The move towards the mandatory use of BIM in public sector projects as set out this week in the Government's Construction Strategy is certainly a step in the right direction. But does it really go far enough to achieve the full benefits and cost savings available through this technology?
The strategy sets outs that a requirement that projects must use BIM Level 2 by 2016 but is it enough to speed up the process? This level equates to providing fully collaborative 3D BIM, but the key advantages at project implementation stage flow from the ability to model 4D (time) , 5D (cost) and beyond (the strategy does hark at this in terms of electronic asset management data).
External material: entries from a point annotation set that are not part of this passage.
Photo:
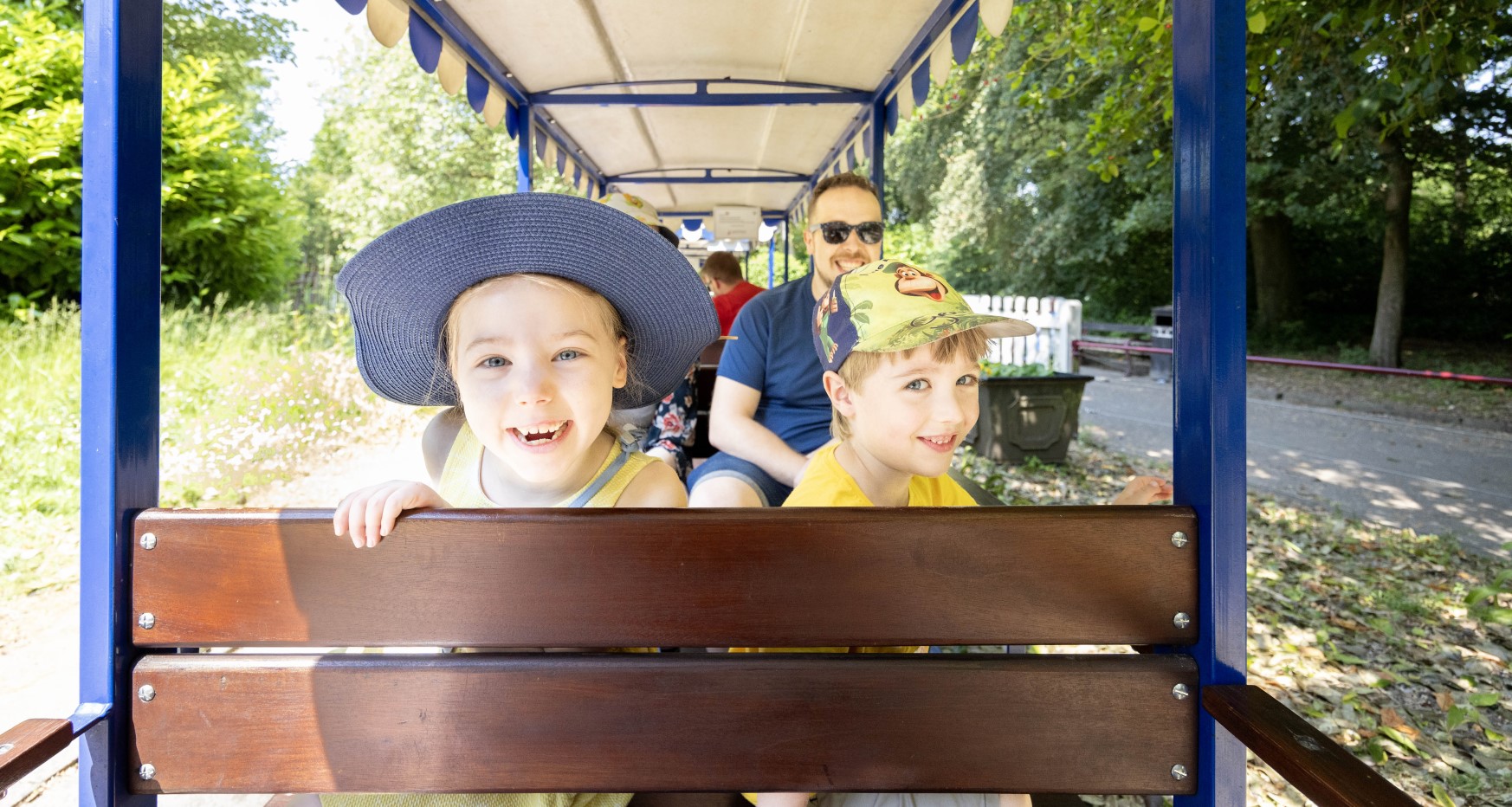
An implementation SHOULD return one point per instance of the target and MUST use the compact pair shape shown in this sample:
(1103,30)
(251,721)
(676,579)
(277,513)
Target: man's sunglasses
(837,231)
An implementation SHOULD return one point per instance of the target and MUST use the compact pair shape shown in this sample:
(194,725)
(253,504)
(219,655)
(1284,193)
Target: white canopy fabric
(658,70)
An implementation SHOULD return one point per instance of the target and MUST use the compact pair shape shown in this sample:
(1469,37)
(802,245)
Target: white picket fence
(1059,322)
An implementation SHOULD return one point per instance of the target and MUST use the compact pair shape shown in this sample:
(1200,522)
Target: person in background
(721,275)
(667,428)
(768,410)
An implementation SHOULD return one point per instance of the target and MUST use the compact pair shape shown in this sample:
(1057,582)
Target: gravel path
(1398,472)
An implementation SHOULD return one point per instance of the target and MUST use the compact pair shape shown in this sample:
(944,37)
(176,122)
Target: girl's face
(535,367)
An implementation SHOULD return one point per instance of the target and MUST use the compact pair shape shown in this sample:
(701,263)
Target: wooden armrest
(29,744)
(1308,759)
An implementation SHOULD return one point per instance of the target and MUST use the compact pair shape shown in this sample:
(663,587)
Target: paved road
(1392,470)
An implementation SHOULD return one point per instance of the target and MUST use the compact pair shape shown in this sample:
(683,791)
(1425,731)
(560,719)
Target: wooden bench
(261,723)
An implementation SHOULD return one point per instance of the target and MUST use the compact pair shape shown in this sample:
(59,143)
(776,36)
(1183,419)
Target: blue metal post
(786,245)
(1208,38)
(522,182)
(121,245)
(772,261)
(879,166)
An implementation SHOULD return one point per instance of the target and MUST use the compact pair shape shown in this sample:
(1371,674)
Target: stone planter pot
(1029,417)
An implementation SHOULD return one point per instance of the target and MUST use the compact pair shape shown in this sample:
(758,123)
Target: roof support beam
(463,36)
(912,58)
(701,99)
(708,180)
(811,94)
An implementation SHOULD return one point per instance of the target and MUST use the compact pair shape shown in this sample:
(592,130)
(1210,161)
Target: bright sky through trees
(295,94)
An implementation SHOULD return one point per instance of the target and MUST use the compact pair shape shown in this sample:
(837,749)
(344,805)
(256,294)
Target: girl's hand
(1142,490)
(369,514)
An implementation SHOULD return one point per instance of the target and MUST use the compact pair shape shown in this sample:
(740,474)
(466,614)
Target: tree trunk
(1275,286)
(1386,342)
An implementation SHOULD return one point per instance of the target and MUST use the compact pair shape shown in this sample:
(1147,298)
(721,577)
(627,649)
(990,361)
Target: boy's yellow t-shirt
(826,484)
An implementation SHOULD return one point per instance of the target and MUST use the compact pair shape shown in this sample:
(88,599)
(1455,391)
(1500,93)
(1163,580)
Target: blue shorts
(772,492)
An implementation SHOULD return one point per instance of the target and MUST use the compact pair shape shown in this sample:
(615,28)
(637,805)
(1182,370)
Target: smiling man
(768,410)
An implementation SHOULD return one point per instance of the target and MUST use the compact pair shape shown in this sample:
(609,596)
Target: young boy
(901,372)
(900,352)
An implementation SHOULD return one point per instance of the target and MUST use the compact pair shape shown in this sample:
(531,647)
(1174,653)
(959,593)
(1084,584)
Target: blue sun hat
(403,284)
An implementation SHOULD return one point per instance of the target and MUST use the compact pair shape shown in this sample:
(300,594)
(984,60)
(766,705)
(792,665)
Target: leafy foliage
(224,224)
(392,147)
(1044,165)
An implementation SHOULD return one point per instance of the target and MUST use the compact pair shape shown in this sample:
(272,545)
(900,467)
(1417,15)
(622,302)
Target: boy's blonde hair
(604,312)
(863,365)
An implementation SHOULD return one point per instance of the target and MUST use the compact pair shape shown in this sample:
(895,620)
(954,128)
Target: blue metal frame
(463,36)
(702,99)
(707,178)
(702,85)
(1208,40)
(912,59)
(523,180)
(814,95)
(119,462)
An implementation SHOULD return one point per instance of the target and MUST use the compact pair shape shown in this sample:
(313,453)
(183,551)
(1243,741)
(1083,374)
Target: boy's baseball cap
(893,306)
(640,210)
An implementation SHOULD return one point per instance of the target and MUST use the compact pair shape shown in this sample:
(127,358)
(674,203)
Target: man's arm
(733,429)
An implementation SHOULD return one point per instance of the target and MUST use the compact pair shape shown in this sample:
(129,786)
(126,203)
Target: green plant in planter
(992,369)
(1029,411)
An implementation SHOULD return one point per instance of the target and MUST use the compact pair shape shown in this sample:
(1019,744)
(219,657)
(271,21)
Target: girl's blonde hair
(863,365)
(602,312)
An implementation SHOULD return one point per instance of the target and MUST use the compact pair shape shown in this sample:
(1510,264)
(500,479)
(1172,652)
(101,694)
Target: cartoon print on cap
(915,281)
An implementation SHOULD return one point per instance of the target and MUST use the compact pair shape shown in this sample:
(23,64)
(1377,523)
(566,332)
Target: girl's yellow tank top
(462,476)
(462,486)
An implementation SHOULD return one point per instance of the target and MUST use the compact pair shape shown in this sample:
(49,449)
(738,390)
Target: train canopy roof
(691,103)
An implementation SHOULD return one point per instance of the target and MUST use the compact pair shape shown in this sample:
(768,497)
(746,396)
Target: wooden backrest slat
(656,578)
(638,723)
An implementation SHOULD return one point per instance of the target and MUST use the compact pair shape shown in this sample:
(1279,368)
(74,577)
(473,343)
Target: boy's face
(912,411)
Whilst it is fully accepted that "The new Construction Strategy represents an excellent opportunity for the Government and the industry to work together”(RICS), now is the time that industry accepts responsibility to deliver improved value and seizes the interest and focus on BIM to provide and produce better designed, coordinated and planned projects.
Alongside this there needs to be a “stepping up” to the mark in terms of better procurement, integrated and collaborative teams and increased sustainability in schemes regardless of the regulatory sticks that are imposed to drive compliance.
The momentum towards Building Information Modelling (BIM) has certainly been increasing over the last 12 months and the tipping point is not too far away for model based processes becoming the norm. The government strategy can become the catalyst to finally deliver upon the clear benefits that BIM promises. With the major clients in the industry pulling and the forward thinking members of the supply chain pushing, construction now has the opportunity to streamline and change a fragmented and often inefficient industry in need of modernization. With the impetus behind us and free collaboration platforms such as Tekla BIMsight that support model based integration and coordination there is no excuse not to get involved in BIM and model based processes.”
Whilst the new construction strategy clearly sets the goal of Level 2 BIM on public projects there is as yet no clear roadmap to achieving this and overcoming some of the issues associated with skills and knowledge gaps which are critical to effective BIM deployment within a short few years. The complexity and nature of BIM needs to be addressed and deployment needs to consider developments in consultant collaboration protocols in Europe and changes to procurement in UK contracts and appointments. The recurring concern regarding Insurance and Legal issues and liabilities as a hindrance to collaboration whilst more of an issue at Level 3 implementation need addressing now if we are to move to a Level 2 target.
ThinkBIM will certainly be covering some of the softer issues around enabling BIM on to projects including the legal/insurance issues, the role of the institutions in supporting BIM, cultural and leadership issues and the way in which people, process and systems will need to come together to provide solutions.
Let's not forget that the Government’s strategy paper is to deliver ‘significant cost reductions’ and that BIM is one of the enablers in this respect, a means to an end not an end in itself, therefore it must fit with an overall strategy that relentlessly focuses on delivering improved value.